M. Lemaître a ce léger travers (c’en est un, je pense) de croire que M. Renan se moque toujours, ou presque.

Il s’inquiéta :

- Mais en quoi, philosophique ? Et où ?

- Dans bien des pages. Il avait tout à fait le sens de l’inconscient. C’était un métaphysicien, point un simple lettré.

- Et quelle est sa philosophie ? La vôtre ?

- Elle en diffère moins qu’on ne croirait.

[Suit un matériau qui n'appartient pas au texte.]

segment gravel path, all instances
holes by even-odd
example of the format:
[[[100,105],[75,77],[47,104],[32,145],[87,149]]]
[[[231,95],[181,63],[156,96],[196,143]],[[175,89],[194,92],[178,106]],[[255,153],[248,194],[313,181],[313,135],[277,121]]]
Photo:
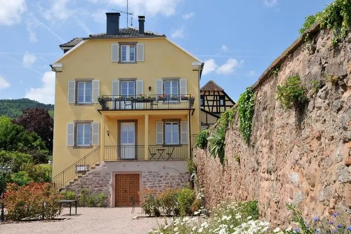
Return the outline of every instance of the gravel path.
[[[74,209],[72,209],[74,214]],[[145,216],[141,209],[136,208],[132,214],[131,208],[85,208],[78,207],[77,214],[69,216],[69,208],[65,208],[59,218],[65,221],[38,221],[0,224],[0,233],[118,233],[144,234],[164,218],[148,218],[133,219],[135,216]]]

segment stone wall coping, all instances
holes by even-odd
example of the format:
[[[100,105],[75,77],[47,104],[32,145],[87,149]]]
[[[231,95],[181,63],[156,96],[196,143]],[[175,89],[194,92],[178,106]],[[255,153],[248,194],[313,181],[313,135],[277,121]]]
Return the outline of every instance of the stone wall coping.
[[[291,53],[293,53],[296,49],[297,49],[300,45],[305,43],[305,39],[308,34],[313,35],[318,32],[321,29],[321,23],[317,21],[311,26],[306,32],[305,32],[302,35],[301,35],[297,39],[295,40],[290,46],[288,47],[284,51],[280,54],[280,55],[277,57],[273,63],[263,72],[263,73],[260,76],[259,79],[252,85],[252,89],[256,90],[259,88],[261,84],[268,78],[271,72],[277,65],[280,65],[285,60],[286,57]]]

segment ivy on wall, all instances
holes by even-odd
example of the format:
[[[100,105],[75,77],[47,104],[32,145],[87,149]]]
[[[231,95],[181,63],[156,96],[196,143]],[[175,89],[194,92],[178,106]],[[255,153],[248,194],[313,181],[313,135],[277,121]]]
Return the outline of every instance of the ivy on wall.
[[[239,130],[241,133],[244,141],[250,142],[252,118],[254,111],[254,93],[252,86],[246,88],[240,95],[238,101],[238,113],[239,113]]]
[[[306,17],[299,32],[302,34],[315,22],[321,23],[321,28],[329,28],[333,32],[332,45],[336,46],[346,36],[351,25],[351,1],[335,0],[321,12]]]

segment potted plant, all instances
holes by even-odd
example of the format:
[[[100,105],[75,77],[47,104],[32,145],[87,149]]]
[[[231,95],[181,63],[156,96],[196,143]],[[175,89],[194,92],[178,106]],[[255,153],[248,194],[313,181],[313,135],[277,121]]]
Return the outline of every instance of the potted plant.
[[[180,96],[180,99],[182,100],[189,100],[189,97],[190,97],[190,95],[182,95]]]
[[[116,97],[114,97],[114,99],[115,101],[122,101],[123,96],[122,95],[118,95]]]
[[[167,98],[167,95],[164,94],[163,95],[158,95],[158,100],[159,101],[166,101]]]
[[[190,101],[190,104],[192,106],[194,105],[194,103],[195,101],[195,97],[191,96],[189,98],[189,101]]]
[[[179,100],[179,97],[178,95],[172,95],[171,96],[171,100],[172,101],[178,101]]]

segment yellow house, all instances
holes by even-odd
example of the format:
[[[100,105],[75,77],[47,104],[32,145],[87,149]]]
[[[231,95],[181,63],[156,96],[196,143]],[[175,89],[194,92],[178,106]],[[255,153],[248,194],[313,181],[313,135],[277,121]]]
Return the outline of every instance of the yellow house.
[[[57,189],[105,193],[110,207],[131,206],[143,188],[180,187],[200,129],[204,64],[164,35],[119,28],[60,45],[53,159]]]
[[[235,105],[224,90],[211,80],[200,89],[200,102],[201,130],[212,126],[222,113]]]

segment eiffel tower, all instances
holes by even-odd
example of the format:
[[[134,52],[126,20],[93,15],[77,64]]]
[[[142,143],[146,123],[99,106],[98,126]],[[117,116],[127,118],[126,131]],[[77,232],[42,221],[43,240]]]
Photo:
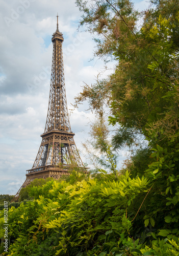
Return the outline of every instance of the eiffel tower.
[[[75,144],[71,130],[66,98],[62,43],[57,14],[57,30],[53,34],[53,53],[48,108],[42,142],[32,169],[26,171],[26,180],[13,201],[16,201],[22,187],[35,179],[59,179],[78,168],[87,173]]]

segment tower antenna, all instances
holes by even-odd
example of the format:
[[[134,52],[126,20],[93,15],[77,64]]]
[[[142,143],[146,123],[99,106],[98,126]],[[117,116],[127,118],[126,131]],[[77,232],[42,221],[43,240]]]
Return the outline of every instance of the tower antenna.
[[[57,30],[59,30],[59,16],[58,15],[58,13],[57,13]]]

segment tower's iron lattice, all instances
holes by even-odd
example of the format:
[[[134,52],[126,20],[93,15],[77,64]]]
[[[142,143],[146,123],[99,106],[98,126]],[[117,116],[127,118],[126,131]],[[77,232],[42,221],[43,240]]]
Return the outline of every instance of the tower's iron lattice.
[[[35,179],[59,179],[69,175],[75,167],[86,172],[76,149],[71,132],[66,98],[62,43],[63,34],[57,30],[52,41],[53,53],[48,108],[42,142],[32,169],[27,170],[26,180],[14,197],[16,200],[22,187]]]

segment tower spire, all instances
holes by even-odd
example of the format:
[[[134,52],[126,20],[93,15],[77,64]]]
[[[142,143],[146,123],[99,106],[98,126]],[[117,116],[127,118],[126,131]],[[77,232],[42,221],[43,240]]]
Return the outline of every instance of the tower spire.
[[[57,31],[59,31],[59,15],[58,15],[58,13],[57,13]]]

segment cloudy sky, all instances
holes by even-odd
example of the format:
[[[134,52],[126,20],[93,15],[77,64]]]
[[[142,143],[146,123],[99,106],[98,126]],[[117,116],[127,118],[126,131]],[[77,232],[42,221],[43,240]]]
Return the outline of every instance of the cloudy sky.
[[[148,5],[140,0],[135,0],[135,4],[139,10]],[[32,167],[41,141],[57,12],[64,38],[69,110],[83,82],[94,82],[103,71],[101,60],[90,61],[95,46],[91,36],[76,31],[81,14],[74,0],[0,0],[0,194],[16,193],[25,179],[25,170]],[[112,68],[113,64],[109,65]],[[81,105],[70,118],[84,162],[81,143],[88,137],[93,119],[87,109],[87,104]],[[123,158],[122,154],[121,161]]]

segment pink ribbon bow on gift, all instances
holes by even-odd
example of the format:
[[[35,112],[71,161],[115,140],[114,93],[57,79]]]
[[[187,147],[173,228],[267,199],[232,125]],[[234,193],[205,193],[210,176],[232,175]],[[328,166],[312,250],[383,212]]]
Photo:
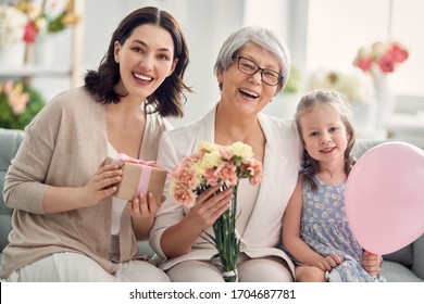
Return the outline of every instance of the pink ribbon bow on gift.
[[[146,167],[142,168],[140,174],[140,179],[138,180],[138,188],[136,195],[138,197],[139,193],[146,192],[149,186],[150,180],[150,173],[152,167],[161,168],[157,163],[154,162],[146,162],[137,159],[133,159],[124,153],[117,154],[117,159],[114,159],[112,161],[113,164],[119,164],[119,161],[122,161],[124,163],[132,163],[132,164],[138,164],[138,165],[145,165]],[[163,168],[161,168],[163,169]]]
[[[146,161],[133,159],[125,153],[117,154],[117,159],[123,161],[124,163],[133,163],[133,164],[146,165],[149,167],[161,168],[155,162],[146,162]]]

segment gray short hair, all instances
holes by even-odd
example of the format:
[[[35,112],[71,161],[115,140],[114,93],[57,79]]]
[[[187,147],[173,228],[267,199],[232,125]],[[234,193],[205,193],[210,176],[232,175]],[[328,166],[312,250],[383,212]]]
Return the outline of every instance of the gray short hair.
[[[286,86],[290,74],[290,53],[286,45],[274,33],[260,26],[242,27],[228,36],[217,54],[213,72],[215,75],[227,69],[234,62],[234,55],[249,43],[254,43],[275,54],[279,60],[283,84],[278,86],[278,93]]]

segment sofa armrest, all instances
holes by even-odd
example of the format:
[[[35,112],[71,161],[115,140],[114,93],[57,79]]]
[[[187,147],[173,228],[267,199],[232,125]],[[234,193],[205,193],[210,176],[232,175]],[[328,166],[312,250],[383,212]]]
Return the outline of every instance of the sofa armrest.
[[[412,256],[413,264],[411,269],[417,277],[424,280],[424,235],[413,242]]]

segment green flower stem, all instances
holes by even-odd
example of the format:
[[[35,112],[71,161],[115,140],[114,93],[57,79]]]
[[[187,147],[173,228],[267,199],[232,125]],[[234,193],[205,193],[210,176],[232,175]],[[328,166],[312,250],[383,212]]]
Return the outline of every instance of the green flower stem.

Au fond, c’est le panthéisme pour soi, et le déisme pour les autres.

Croyez-vous que M. Renan s’amusât en parlant ainsi ? Je crois, moi, qu’il était fort sincère. La valeur philosophique de Hugo (M. Dupuy l’a très bien vu), n’est guère contestée des philosophes. M. Renouvier n’a pas dédaigné d’écrire des articles sur la métaphysique des Contemplations. Il se pourrait que ce ne fût point tant une naïveté de considérer Hugo comme notre plus grand penseur. Il faudrait seulement s’entendre, et surtout l’entendre, dégager le sens intime de son œuvre si vaste et si touffue

Mais le vent n’y est point. L’élite échappe au vieux maître. Pour la foule, elle l’admire par habitude, et ne le lit pas. Sa gloire va évidemment subir une éclipse passagère. Et c’est parce que je m’en afflige que j’ai voulu vous conduire aujourdhui devant le cercueil de celui qui, malgré tout, sera tenu pour le plus grand peut-être, et sûrement pour le plus « amusant » des poètes.